Que no caso da comparação Lincoln-Kennedy alguns dados são meias-verdades, que também é possível traçar oposições entre ambos: um era republicano, outro democrata; um foi alvejado na rua, outro num teatro; um enfrentou uma guerra civil, outro não. Reparemos na imensa tentação de ligar os pontos, que muitas vezes nem sequer existem. Nem tudo tem lógica na História. Muito menos moral. O sentido é sempre dado pelo intérprete dos fatos.

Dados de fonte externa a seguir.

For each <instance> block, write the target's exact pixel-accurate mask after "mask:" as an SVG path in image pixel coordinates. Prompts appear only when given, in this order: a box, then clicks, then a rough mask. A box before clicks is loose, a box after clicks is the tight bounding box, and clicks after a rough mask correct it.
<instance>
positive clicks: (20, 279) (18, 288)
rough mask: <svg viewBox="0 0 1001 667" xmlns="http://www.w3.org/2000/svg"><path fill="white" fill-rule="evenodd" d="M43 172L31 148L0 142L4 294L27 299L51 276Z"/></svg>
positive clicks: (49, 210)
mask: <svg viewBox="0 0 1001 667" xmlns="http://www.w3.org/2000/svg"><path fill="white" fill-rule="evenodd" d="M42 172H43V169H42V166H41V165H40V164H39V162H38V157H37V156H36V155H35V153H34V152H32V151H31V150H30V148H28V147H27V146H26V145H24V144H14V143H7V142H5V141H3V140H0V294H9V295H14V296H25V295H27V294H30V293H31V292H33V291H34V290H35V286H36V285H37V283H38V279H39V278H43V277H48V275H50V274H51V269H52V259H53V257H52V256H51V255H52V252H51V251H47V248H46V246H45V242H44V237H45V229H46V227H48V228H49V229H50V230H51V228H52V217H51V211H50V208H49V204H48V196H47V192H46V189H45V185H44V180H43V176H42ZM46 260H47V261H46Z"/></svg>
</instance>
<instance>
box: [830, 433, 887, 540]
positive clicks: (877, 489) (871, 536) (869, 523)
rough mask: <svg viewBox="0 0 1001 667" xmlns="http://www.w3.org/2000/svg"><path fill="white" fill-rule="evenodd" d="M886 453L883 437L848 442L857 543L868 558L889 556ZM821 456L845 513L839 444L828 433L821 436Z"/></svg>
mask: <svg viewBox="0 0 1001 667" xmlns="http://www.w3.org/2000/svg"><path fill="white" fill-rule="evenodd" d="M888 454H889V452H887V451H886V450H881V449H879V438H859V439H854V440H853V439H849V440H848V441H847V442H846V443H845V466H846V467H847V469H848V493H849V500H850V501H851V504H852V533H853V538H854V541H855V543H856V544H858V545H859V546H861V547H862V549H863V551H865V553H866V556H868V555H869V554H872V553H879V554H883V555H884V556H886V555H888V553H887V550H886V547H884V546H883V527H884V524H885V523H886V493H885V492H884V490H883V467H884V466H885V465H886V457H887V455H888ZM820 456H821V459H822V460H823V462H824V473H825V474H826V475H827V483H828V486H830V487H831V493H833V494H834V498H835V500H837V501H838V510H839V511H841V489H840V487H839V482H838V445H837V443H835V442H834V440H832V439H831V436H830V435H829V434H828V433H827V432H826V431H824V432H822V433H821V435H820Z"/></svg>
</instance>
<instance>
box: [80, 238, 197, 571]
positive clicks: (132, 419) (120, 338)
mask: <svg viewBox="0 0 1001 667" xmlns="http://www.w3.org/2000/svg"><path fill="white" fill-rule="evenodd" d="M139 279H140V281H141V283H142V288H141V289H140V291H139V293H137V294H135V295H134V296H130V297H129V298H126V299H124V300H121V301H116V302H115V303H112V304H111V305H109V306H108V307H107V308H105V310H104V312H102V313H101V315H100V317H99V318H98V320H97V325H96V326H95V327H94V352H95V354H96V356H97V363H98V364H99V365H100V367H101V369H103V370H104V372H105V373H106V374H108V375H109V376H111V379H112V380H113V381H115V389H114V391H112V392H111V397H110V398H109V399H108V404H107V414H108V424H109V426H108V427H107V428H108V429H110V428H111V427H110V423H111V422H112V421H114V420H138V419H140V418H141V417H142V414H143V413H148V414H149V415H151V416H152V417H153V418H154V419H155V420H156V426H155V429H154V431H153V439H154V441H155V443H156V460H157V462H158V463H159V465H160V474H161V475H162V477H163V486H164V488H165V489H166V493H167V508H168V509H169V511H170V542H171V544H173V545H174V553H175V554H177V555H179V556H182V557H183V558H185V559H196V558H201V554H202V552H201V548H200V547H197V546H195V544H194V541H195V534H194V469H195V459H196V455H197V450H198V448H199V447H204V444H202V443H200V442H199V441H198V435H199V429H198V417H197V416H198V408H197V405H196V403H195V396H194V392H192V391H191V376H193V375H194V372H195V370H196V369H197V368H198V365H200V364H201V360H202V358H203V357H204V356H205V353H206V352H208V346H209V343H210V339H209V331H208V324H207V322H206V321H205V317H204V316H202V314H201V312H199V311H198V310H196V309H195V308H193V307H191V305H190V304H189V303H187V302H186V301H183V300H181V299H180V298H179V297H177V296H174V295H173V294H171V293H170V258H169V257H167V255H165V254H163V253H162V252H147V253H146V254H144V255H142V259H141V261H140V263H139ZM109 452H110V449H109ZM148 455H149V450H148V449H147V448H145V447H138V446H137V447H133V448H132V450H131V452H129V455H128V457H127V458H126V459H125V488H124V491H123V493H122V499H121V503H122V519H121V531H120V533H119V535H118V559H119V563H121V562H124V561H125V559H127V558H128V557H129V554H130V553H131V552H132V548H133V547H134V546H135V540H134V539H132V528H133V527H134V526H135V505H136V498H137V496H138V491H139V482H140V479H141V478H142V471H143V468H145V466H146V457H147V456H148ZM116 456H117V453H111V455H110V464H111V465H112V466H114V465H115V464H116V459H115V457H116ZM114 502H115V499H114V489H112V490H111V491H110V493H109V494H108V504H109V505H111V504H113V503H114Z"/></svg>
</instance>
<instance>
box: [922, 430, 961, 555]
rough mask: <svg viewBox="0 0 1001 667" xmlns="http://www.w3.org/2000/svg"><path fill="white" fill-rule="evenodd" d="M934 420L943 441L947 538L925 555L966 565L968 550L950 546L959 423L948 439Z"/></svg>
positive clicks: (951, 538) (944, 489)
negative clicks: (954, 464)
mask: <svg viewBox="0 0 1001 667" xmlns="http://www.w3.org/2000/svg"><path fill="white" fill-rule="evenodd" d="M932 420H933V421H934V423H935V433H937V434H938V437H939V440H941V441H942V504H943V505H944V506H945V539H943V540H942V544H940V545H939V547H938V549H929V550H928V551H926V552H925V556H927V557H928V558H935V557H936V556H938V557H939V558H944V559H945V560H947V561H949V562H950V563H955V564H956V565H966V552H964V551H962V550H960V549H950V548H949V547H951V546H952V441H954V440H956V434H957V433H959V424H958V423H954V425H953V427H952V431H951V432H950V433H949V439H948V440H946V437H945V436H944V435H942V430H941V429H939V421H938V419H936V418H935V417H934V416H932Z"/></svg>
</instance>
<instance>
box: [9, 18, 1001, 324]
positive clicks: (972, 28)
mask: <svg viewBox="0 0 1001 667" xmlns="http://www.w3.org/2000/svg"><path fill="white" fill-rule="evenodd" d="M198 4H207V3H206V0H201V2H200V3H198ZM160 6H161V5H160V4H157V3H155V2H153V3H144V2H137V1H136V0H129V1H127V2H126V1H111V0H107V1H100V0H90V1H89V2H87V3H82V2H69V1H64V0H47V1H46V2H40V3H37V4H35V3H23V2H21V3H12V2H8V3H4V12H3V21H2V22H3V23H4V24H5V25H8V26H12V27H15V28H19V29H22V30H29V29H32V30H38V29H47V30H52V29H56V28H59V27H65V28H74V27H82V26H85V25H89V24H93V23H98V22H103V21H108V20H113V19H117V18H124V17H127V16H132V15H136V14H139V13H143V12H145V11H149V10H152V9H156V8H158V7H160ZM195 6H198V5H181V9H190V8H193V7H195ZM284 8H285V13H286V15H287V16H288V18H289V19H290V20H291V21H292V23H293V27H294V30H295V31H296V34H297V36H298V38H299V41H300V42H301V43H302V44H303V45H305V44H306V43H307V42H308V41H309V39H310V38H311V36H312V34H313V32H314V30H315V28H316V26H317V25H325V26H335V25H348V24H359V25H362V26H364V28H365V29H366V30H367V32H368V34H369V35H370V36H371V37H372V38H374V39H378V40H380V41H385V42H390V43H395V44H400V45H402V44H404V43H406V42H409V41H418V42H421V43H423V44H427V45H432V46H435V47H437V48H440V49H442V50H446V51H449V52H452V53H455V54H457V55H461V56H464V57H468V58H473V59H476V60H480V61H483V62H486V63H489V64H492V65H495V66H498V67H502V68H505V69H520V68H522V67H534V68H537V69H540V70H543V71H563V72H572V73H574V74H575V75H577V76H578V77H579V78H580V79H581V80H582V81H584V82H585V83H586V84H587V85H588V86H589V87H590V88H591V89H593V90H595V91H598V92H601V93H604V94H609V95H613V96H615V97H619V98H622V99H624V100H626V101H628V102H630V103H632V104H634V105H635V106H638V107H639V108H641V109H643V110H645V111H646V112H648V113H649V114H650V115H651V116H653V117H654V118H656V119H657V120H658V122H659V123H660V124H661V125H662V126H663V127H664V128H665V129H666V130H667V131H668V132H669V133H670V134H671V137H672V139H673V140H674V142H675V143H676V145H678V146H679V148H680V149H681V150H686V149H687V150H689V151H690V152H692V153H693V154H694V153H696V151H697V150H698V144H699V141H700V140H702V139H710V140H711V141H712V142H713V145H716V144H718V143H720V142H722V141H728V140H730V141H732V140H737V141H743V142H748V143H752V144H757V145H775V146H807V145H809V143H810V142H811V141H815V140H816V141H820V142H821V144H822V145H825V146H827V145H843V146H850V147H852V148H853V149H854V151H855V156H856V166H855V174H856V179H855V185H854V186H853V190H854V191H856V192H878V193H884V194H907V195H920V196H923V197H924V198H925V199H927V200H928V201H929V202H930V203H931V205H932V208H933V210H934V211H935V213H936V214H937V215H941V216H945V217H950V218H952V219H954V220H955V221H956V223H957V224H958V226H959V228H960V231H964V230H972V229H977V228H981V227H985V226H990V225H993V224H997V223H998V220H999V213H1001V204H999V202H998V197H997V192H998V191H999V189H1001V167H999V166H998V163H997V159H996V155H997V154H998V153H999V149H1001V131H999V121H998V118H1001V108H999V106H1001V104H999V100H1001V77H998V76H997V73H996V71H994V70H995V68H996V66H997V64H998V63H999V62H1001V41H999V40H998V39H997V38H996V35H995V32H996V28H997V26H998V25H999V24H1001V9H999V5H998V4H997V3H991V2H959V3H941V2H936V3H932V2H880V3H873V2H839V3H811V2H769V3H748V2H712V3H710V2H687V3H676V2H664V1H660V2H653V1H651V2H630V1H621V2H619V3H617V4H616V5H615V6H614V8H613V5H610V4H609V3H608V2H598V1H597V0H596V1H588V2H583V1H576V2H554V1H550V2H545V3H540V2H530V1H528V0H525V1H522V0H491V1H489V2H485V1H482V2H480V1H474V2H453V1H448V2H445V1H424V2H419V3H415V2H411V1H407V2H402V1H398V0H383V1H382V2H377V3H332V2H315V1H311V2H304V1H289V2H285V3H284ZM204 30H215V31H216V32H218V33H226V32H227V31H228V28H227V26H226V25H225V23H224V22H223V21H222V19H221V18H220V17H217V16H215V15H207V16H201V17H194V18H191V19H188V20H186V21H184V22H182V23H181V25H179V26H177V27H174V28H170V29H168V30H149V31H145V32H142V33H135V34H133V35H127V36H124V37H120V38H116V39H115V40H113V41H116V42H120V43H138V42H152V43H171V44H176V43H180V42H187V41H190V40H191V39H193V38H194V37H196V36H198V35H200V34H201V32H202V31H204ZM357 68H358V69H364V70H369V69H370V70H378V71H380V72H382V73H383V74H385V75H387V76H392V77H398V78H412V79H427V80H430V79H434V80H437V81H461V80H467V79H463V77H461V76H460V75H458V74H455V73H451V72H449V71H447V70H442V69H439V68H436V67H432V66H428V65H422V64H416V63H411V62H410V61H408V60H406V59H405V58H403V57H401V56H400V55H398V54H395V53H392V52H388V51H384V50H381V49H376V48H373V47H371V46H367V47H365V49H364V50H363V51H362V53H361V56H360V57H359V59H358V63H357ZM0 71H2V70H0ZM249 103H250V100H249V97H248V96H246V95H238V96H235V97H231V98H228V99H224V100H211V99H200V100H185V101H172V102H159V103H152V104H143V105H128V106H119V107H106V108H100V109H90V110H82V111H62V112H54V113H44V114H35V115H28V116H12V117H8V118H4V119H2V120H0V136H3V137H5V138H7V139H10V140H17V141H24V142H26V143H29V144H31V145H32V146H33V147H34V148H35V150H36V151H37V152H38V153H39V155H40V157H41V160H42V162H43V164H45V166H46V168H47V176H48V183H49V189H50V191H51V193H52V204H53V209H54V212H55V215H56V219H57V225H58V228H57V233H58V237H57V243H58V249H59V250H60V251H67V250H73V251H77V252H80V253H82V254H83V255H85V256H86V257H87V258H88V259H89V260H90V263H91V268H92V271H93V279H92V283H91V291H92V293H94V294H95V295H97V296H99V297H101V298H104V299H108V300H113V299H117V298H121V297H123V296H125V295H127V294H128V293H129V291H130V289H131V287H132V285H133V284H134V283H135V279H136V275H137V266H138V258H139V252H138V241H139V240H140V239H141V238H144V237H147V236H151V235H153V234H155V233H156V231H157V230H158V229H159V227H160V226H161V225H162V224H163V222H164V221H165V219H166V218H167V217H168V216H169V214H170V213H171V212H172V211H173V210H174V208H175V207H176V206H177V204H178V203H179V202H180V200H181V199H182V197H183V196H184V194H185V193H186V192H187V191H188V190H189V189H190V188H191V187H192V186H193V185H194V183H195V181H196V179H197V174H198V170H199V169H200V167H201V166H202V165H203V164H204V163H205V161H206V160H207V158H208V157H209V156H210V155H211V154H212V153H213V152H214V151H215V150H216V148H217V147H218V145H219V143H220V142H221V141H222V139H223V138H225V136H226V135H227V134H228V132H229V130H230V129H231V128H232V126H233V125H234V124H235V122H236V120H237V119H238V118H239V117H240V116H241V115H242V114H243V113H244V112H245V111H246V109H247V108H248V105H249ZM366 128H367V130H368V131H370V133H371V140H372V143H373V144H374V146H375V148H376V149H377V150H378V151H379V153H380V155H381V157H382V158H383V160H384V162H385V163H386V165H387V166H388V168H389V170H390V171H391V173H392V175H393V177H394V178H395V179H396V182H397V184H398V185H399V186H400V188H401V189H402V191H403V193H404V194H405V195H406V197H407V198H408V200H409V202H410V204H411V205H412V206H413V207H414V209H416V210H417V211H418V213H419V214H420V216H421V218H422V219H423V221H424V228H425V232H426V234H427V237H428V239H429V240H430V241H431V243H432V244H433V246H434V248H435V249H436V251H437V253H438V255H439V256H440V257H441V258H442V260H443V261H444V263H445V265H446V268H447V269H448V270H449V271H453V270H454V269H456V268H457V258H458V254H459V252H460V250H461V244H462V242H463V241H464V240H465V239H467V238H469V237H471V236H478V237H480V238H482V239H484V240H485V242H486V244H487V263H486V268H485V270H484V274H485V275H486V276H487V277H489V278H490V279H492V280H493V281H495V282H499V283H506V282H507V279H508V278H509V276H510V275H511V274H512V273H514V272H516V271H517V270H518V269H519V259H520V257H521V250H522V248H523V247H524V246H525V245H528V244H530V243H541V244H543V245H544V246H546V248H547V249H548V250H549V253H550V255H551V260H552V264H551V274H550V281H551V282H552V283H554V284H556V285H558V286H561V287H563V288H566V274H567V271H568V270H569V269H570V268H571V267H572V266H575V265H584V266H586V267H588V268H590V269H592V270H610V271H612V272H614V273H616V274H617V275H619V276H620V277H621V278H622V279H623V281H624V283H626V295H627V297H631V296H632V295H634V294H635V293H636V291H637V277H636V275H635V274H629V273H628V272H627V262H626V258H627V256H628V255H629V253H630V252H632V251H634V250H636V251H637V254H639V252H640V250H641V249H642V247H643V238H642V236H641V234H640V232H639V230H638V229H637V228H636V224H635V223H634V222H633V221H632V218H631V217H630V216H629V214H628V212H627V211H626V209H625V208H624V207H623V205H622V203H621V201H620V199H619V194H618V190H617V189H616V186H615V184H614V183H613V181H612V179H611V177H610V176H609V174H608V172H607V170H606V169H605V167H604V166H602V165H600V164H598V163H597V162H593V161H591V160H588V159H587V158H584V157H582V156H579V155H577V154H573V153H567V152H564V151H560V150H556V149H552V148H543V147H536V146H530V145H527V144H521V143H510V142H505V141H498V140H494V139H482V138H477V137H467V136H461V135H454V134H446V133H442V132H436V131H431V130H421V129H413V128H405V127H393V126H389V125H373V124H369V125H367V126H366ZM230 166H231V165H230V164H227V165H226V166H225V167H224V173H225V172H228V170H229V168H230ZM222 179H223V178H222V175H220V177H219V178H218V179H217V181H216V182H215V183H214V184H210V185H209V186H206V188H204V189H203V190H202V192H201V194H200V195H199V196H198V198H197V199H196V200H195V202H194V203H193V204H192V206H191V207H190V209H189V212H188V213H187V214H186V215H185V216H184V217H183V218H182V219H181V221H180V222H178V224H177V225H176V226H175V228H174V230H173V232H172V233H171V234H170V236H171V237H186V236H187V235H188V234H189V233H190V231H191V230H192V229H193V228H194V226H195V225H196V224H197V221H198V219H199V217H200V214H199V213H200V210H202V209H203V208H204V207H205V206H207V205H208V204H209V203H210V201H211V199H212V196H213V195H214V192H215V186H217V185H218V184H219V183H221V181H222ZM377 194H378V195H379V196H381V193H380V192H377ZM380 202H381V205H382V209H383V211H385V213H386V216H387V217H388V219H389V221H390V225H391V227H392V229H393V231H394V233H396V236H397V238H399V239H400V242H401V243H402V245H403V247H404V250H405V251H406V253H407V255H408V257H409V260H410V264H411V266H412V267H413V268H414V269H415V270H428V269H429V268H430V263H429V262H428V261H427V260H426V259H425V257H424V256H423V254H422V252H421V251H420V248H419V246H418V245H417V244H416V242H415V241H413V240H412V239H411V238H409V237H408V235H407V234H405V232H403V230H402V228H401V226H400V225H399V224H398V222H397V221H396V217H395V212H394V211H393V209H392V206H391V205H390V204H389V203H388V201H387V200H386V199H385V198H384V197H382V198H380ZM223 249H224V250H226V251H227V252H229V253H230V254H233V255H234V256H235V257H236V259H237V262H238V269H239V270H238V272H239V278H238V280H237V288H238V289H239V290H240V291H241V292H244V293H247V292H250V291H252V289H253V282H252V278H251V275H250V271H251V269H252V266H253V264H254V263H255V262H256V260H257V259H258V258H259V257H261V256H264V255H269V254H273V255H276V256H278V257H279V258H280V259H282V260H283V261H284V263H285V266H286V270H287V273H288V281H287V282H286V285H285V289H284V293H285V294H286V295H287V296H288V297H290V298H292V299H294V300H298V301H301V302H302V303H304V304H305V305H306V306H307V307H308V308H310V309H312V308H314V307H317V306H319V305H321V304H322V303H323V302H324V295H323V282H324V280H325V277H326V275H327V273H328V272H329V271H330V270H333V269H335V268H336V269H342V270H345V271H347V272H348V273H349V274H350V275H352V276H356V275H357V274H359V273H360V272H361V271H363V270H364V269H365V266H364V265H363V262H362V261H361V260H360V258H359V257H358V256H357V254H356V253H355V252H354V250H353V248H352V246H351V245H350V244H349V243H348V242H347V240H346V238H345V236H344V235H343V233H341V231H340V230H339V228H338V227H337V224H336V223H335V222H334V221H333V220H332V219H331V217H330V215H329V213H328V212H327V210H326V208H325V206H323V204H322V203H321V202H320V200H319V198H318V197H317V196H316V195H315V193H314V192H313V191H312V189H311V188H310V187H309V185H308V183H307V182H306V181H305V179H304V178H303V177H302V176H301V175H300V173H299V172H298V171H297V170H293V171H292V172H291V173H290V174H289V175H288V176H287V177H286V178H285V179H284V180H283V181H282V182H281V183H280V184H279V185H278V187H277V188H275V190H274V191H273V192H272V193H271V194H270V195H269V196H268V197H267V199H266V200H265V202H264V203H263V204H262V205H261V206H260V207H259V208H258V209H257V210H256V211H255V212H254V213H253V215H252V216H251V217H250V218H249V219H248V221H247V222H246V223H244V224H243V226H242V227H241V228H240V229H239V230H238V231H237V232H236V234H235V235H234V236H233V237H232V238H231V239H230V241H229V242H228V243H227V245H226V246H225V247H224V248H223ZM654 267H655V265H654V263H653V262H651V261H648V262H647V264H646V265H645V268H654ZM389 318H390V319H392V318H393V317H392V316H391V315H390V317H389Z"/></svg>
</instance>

Tive um amigo que fazia um veredicto duro sobre pensamento mágico e tentativa de estabelecer conexões aleatórias: “Má formação”, sentenciava. Não consigo ser tão duro. São tentativas de sentido e temos sede de lógicas biográficas e históricas. Sempre é importante, já recomendei, uma vez por ano, ao menos, ler o conto “A cartomante”, de Machado de Assis. O ceticismo do carioca é um antídoto com força para nossos devaneios. Começou a ler profecias? Acreditou que o dia 13 pode nublar seus planos se cair na sexta? O sinal fecha exatamente porque você está atrasado? O céu abriu em raios fúlgidos e as nuvens evaporaram porque sua filha casará hoje? Seu semblante foi iluminado pela lógica da coincidência ou surgiram lágrimas pelo bom tempo “justamente” no dia em que mais você precisava? Leia Machado, muitas vezes, avalie o final com método. Pode ser que as coisas continuem sendo mágicas, porém há uma chance de a sua expressão em português melhorar.

Não há maldições reais, inexiste sorte ou azar, a vida não apresenta um sentido claro e predefinido, o destino é não existir destino, existência antecede toda essência e as relações de causa-efeito encontram-se em planos verificáveis. Seria bom que tudo tivesse um vetor, uma seta, uma direção. Infelizmente, presidentes serão assassinados em anos aleatórios e nossa vida segue sem enredo prévio. Boa sorte para todos nós na semana que se inicia.

Leandro Karnal é historiador e articulista da Agência Estado.